WSM quick question

Discussion in 'Charcoal Smokers' started by hdsmoke, Apr 21, 2010.

  1. hdsmoke

    hdsmoke Smoking Fanatic

    I recently acquired a new 18.5" WSM and i have a quick question regarding what to do with the left over charcoal after a smoke. Can you just leave it in the sharcoal ring? Will it draw moisture? If you take it out, what do you do with it to limit the mess? One last question, in the manual it says to leave at least one intake and the exhaust open to make sure no mold forms inside. I have been doing that, but seems like that would make your charcoal draw damp if you are leaving it in.

    Anyone with experience on this? Oh yeah, obviously, i plan on leaving this outside with the cover on when not in use. Its too handy to have it on my deck and not have to move it back and forth from patio to garage.

  2. chisoxjim

    chisoxjim Master of the Pit OTBS Member

    Leftover lump I have from a previous smoke I use to light the chimney starter for the next smoke.

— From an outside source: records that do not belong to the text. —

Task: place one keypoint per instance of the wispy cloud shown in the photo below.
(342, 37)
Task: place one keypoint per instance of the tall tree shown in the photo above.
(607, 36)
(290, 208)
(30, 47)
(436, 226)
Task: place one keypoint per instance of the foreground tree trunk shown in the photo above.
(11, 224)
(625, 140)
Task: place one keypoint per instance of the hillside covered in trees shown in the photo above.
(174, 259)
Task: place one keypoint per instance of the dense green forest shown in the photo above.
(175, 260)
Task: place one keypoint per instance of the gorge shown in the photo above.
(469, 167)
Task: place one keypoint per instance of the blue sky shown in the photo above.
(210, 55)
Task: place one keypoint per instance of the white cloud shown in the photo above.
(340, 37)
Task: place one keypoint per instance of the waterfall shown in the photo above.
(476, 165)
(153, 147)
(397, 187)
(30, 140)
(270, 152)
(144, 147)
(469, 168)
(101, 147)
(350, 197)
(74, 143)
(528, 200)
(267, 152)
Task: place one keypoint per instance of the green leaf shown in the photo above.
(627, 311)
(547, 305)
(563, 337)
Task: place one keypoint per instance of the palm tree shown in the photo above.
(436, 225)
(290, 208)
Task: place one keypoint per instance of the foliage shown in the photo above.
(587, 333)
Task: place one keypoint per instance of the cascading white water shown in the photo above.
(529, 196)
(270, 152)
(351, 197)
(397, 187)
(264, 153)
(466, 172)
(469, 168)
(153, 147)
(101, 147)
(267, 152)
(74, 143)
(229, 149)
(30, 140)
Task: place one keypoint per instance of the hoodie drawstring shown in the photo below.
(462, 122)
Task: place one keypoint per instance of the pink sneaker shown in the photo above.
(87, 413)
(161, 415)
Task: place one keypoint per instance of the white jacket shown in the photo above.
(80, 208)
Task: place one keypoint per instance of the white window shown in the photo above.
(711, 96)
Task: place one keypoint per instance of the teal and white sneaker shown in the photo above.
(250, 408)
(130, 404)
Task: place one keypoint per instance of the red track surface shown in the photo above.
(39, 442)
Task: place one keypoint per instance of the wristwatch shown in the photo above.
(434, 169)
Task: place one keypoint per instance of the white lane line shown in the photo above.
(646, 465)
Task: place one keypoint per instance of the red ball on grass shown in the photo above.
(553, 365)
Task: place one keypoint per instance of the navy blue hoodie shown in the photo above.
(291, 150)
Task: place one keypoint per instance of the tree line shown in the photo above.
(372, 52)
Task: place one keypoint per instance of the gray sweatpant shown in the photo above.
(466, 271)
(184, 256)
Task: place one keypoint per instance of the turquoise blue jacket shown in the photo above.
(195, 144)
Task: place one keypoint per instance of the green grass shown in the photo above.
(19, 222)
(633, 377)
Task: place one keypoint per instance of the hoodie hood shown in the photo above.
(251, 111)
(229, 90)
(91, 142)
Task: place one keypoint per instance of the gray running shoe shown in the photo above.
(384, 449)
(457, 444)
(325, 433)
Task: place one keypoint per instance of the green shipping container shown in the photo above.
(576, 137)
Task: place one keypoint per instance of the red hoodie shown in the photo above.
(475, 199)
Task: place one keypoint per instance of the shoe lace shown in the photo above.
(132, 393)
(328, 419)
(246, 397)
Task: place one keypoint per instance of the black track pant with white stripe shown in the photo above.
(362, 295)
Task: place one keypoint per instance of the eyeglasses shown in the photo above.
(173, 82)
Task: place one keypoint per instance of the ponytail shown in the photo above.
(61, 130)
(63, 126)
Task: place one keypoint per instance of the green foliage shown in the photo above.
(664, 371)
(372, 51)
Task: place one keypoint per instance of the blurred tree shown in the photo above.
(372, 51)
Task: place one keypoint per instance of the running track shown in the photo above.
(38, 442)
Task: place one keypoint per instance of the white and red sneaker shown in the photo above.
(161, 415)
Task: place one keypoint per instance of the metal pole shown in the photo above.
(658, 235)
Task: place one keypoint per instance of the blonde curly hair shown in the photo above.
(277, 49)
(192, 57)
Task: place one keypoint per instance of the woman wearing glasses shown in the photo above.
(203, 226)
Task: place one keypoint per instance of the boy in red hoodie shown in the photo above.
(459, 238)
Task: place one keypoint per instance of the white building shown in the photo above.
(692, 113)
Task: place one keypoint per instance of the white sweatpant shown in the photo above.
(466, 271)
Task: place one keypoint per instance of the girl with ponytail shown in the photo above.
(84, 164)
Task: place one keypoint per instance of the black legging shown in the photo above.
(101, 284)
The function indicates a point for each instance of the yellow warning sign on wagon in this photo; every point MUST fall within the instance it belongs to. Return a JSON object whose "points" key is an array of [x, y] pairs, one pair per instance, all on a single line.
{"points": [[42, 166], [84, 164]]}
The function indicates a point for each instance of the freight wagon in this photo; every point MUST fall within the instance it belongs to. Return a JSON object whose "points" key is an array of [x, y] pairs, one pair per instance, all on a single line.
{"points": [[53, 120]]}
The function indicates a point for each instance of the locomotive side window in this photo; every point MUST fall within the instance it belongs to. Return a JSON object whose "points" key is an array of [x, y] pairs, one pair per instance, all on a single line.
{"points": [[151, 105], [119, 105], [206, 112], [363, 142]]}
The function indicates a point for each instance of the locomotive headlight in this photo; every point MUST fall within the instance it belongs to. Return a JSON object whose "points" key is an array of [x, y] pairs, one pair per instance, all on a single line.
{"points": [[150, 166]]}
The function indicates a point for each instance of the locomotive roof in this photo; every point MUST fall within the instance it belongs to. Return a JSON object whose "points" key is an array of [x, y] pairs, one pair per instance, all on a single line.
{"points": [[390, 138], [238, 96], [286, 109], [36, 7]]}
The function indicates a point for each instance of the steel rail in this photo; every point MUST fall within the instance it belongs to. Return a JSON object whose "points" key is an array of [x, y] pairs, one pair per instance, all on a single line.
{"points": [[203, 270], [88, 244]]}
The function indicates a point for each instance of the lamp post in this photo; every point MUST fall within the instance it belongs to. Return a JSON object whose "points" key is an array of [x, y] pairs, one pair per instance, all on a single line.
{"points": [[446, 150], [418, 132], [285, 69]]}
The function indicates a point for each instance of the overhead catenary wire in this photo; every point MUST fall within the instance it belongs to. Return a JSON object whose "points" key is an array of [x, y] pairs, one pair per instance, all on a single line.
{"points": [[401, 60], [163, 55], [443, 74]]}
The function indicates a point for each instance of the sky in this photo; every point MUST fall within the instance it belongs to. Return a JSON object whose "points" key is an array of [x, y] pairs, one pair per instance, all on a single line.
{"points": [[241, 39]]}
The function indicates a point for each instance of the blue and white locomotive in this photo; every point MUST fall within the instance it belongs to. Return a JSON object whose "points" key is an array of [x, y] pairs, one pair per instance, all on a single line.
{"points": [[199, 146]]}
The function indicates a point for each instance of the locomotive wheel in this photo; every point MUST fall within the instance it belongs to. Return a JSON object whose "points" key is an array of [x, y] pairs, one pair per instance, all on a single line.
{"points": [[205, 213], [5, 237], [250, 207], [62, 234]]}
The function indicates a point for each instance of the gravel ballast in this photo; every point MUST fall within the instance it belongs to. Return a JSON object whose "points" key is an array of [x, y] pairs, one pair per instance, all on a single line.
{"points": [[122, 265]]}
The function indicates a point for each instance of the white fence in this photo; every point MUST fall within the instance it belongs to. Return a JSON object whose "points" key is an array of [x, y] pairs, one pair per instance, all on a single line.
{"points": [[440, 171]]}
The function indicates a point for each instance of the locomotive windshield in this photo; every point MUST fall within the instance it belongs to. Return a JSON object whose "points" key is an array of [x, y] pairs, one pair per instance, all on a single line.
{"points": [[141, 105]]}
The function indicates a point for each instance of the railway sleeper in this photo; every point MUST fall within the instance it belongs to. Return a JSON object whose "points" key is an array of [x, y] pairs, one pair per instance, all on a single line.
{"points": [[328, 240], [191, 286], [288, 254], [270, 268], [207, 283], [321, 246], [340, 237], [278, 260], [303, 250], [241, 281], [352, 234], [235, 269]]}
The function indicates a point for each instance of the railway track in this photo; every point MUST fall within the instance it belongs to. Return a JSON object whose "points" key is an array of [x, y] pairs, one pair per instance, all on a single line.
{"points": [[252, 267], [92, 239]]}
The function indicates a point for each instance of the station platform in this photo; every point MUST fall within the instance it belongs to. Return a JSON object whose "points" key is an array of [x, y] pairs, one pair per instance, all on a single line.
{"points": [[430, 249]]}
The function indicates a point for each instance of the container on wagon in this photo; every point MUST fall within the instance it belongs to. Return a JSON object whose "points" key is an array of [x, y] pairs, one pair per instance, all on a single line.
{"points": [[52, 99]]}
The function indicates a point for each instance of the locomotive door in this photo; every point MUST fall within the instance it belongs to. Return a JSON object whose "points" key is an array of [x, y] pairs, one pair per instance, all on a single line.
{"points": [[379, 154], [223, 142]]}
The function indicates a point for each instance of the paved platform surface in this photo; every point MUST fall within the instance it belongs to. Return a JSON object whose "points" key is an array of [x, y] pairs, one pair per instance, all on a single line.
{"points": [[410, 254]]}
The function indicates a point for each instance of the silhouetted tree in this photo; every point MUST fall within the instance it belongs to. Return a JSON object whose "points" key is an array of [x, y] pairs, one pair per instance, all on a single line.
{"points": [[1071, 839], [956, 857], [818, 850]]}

    As for the mold, I use it so much I dont really worry about it.
  3. caveman

    caveman Master of the Pit SMF Premier Member

    If you're not going to use it often, I would stick with the manual on leaving the dampers open, especially if you live in damp weather like conditions. As for the leftover stuff, I do what Jim said in his post above me. I always re-use what is leftover. That stuff ain't cheap. Of course if you roll like that then toss it & use a new batch everytime. Have fun with your new toy. I am!!!
  4. reichl

    reichl Meat Mopper

    I personally don't leave any vents open when it is not in use. I usually fill the charcoal ring completely even when I am doing a short smoke and close all the vents to choke out the fire and save the charcoal when the food is done. I have let partially used charcoal sit in the WSM for about a month with no problems with moisture or mold. When I am ready to use it again I just shake the ring around to get all the spent ashes off the charcoal and lift up the charcoal grate and dump the ashes. Then just fill the rest of the charcoal ring back up with wood and charcoal.
  5. hdsmoke

    hdsmoke Smoking Fanatic

    Thats what i was looking for. I have done a couple quick smokes on this thing 2-3 hours each, and i started with a full ring...and i still have 2/3 ring left. I cant believe how efficient it is. So i have too much left to just throw in the chimney to start. So, i will just continue to keep using that and light fresh lump each time.
  6. wingrider1

    wingrider1 Smoke Blower

    IMHO I would just throw out the charcoal after use. I have read numerous posts and some books that say charcoal is used to clean and purify things. (this makes sense to me when I read it.) It is porus and will pick up odor's and moisture. I wouldn't want a 10 - 25 dollar piece of meat ruined with in an effort to save .75c to a doller's worth of charcoal. Soon you will learn how much fuel to use to get you thru your cook. Also it's nice to know how long you could smoke given the fire you built if you let it go after removing the food?? [​IMG]
  7. tulsajeff

    tulsajeff Master of the Pit Staff Member Administrator OTBS Member

    Meantime I would just leave it there or throw it in a separate bag and save it for the next time. As far as leaving vents open.. I would be worried about wasps and yellow jackets, something we have a lot of here in Oklahoma. They are building nests right now and just about anything will work if it keeps them out of the rain.

    Keep a good log of how much charcoal you use and eventually you will be able to put in the right amount of charcoal for the number of hours that you need.

    I have been keeping notes on my 22.5 - I actually count the pieces of charcoal[​IMG]

    I think I will be able to get to a point where I know that x amount of charcoal will run about x amount of hours.
  8. rickw

    rickw Master of the Pit OTBS Member

    If I had a lot of charcoal left over I just use it on the next smoke. I do use as much as I can to fill the chimney to start the next cook.